On your laptop, load short-lived AWS credentials from this CLI (re-run when they expire, ~1 h); uv mints CodeArtifact tokens from them automatically:

eval "$(cadmould-sdk-auth --channel staging --print-aws-env)"   # POSIX shells
uv sync

PowerShell:

cadmould-sdk-auth --channel staging --print-aws-env --format powershell | iex
uv sync

cadmould-sdk-auth --print-aws-env also prints these keyring steps for your shell (on stderr), so you don't have to keep this list to hand.

In CI, drop this CLI entirely and let the runner assume an AWS role (e.g. GitHub OIDC) with read access to the repo — the same keyring + index config then works unattended, with no token handling at all.

In a Docker build

Install at build time so the wheel is baked into the image and the running container needs no token at all. Pass the token as a BuildKit secret — never bake it into a layer:

# mint a fresh token on the host (good for the few minutes a build takes)
export CA_TOKEN="$(cadmould-sdk-auth --channel staging --print-token)"
DOCKER_BUILDKIT=1 docker build --secret id=ca_token,env=CA_TOKEN .
# syntax=docker/dockerfile:1
RUN --mount=type=secret,id=ca_token \
    UV_INDEX_CADMOULD_USERNAME=aws \
    UV_INDEX_CADMOULD_PASSWORD="$(cat /run/secrets/ca_token)" \
    uv sync --frozen

Fully unattended CI (no human to complete the browser sign-in) needs a non-interactive credential — an Auth0 machine-to-machine client, or a native AWS identity for the CI — which is a separate setup, not this CLI.

How it works

  1. PKCE login to Simcon's identity provider (loopback redirect; opens your browser).
  2. The resulting token is exchanged via AWS STS for short-lived, read-only credentials to the private package repository.
  3. Those mint a CodeArtifact authorization token, embedded in the pip index URL.

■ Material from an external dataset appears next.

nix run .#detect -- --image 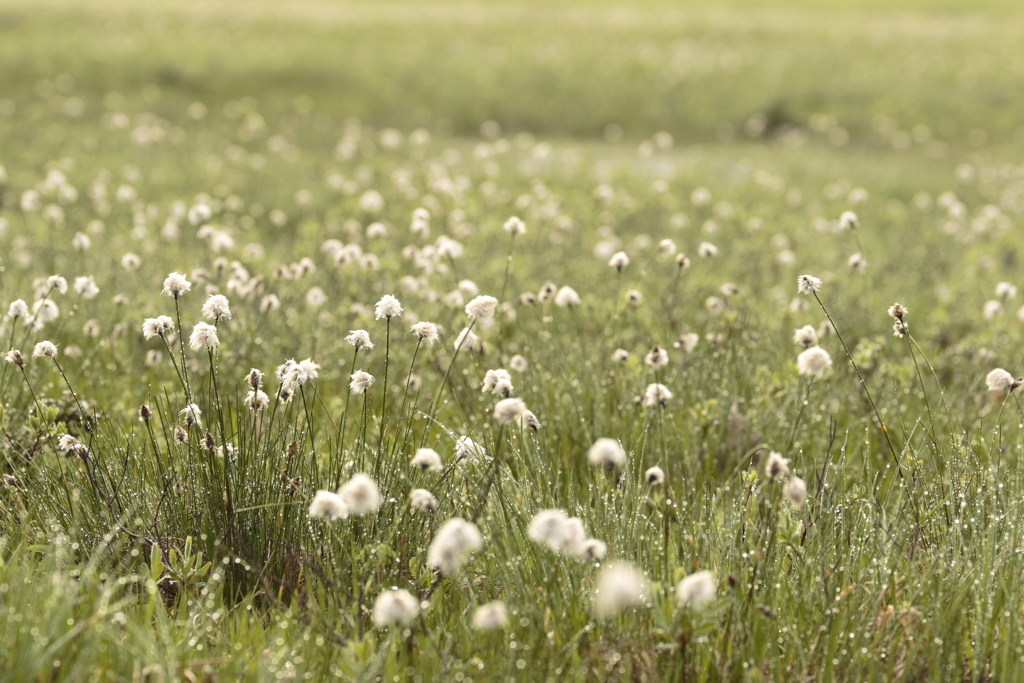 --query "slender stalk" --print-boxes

The token is short-lived; re-run cadmould-sdk-auth when it expires. The tool only ever obtains read access to the cadmould package index.

If a long install fails with 401 Unauthorized: pip does not re-authenticate mid-install, so if the token expires while a large download is in progress, the install fails. Re-run cadmould-sdk-auth to get a fresh token, then restart the pip install (already-downloaded wheels are cached, so the retry is fast).

License

Apache License 2.0. (The cadmould SDK itself is proprietary, licensed software — this tool only handles sign-in and pip configuration.)